Elliot Temple | Permalink | Messages (44)

Objectivism, Certainty, Peikoff, More

This is lightly edited from 2013 emails I wrote to FI list. I was talking about Peikoff's Objective Communication audio lectures.

First Email

Ayn Rand (AR) advocates fallibilism. In a serious, substantive way, in print.

So far from Leonard Peikoff, I've heard a lot of stuff that sounds potentially incompatible with fallibilism, such as advocating certainty, with no effort made to explain how he means something compatible with fallibilism.

I've heard him dismiss some fallibilist arguments, which are true, as ridiculously stupid, without argument.

I've heard him define skepticism as a denial that certainty is possible. Then talk about it as a denial that knowledge is possible. The unstated and unargued premise is that knowledge requires certainty (he didn't mention Justified True Belief, but is that what he has in mind?). How that premise is compatible with fallibilism, he has not informed me.

I have not heard him advocate fallibilism like Rand has.

In addition to certainty, Peikoff has said perfection is possible. He clarified that he meant contextual perfection. Perhaps he also thinks that only contextual certainty is possible. I think this is a misuse of words. He hasn't explained why it isn't. And he keeps talking about "certainty" without any mention of "contextual certainty". If he means something rather different than a typical infallibilist meaning, shouldn't he be clear about it?

Further, when he attacks skeptics for rejecting certainty, it's unclear that those skeptics are all rejecting "contextual certainty" (if that is what he actually means but doesn't say). There are skeptics who (correctly) refute non-contextual certainty (which is infallibilism). If a skeptic refutes non-contextual certainty, and an anti-skeptic like Peikoff advocates contextual certainty, then they haven't necessarily contradicted each other. Peikoff talks about these subjects but doesn't deal with points like this. But he doesn't just omit stuff; he seems to be contradicting points like this -- and therefore be mistaken -- and he fails to explain how he isn't mistaken.
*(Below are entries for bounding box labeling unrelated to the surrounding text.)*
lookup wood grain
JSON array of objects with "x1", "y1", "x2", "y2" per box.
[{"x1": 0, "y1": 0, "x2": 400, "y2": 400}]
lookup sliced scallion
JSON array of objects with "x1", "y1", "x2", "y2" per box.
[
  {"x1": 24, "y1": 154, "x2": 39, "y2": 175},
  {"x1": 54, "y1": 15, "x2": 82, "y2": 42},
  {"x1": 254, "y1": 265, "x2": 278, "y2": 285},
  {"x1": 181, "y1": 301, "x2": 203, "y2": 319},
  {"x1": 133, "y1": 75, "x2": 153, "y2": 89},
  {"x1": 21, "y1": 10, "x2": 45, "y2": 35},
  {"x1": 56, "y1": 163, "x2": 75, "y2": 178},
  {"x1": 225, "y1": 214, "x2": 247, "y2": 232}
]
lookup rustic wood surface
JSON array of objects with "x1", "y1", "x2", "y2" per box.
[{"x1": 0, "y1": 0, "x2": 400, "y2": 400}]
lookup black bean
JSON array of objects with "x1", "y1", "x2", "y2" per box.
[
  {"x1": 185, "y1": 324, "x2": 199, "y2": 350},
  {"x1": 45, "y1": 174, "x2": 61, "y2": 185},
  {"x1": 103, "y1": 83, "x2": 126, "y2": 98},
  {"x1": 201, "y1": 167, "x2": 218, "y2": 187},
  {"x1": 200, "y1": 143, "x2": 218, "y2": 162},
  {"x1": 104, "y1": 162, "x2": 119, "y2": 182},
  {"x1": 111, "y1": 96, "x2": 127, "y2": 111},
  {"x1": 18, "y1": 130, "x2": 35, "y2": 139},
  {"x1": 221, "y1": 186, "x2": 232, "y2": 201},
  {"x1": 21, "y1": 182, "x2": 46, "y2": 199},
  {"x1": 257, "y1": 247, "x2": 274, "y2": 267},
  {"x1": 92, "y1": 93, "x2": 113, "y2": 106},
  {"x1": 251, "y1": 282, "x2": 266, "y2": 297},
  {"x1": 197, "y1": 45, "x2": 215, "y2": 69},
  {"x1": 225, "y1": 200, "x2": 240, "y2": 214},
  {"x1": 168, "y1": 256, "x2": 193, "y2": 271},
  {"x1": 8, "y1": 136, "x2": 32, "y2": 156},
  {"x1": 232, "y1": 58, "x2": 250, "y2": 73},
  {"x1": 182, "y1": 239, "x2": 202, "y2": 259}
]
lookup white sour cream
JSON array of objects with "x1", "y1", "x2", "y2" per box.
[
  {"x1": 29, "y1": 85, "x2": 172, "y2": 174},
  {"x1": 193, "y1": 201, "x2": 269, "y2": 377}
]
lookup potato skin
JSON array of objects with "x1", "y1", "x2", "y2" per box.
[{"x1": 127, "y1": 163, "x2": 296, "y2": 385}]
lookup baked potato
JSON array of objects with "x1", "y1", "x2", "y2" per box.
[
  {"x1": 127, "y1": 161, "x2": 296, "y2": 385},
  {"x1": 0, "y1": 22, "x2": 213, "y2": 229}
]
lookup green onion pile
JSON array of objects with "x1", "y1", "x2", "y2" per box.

Peikoff focusses his attacks on the worst kinds of skeptics and acts like he has criticized the entire category of all skepticism. He doesn't mention or discuss that there are different types of skeptics (e.g. rejecting all knowledge, or just rejecting non-contextual certainty. He seems to lump fallibilists in with skeptics, though I have no doubt he wouldn't want to lump AR in with skeptics, so his position isn't explained well.)

If you want to exclude people like myself and Karl Popper (and AR) from being skeptics, fine. But then you can't just define skepticism as rejecting certainty! Unless you add a bunch of clarifications and qualifications about what you mean, Popper absolutely does reject certainty! (As do I.) You'd also have to stop presenting it as skeptics and non-skeptics, only two categories, since Popper and Peikoff would be non-skeptics with major differences in views. (I don't normally present it as skeptics and non-skeptics, but Peikoff did.)

These comments above are from his Objective Communication lectures. Epistemology is not the primary topic, but he keeps talking about it. (He's also talked about induction and empiricism a number of times. That material is also problematic.)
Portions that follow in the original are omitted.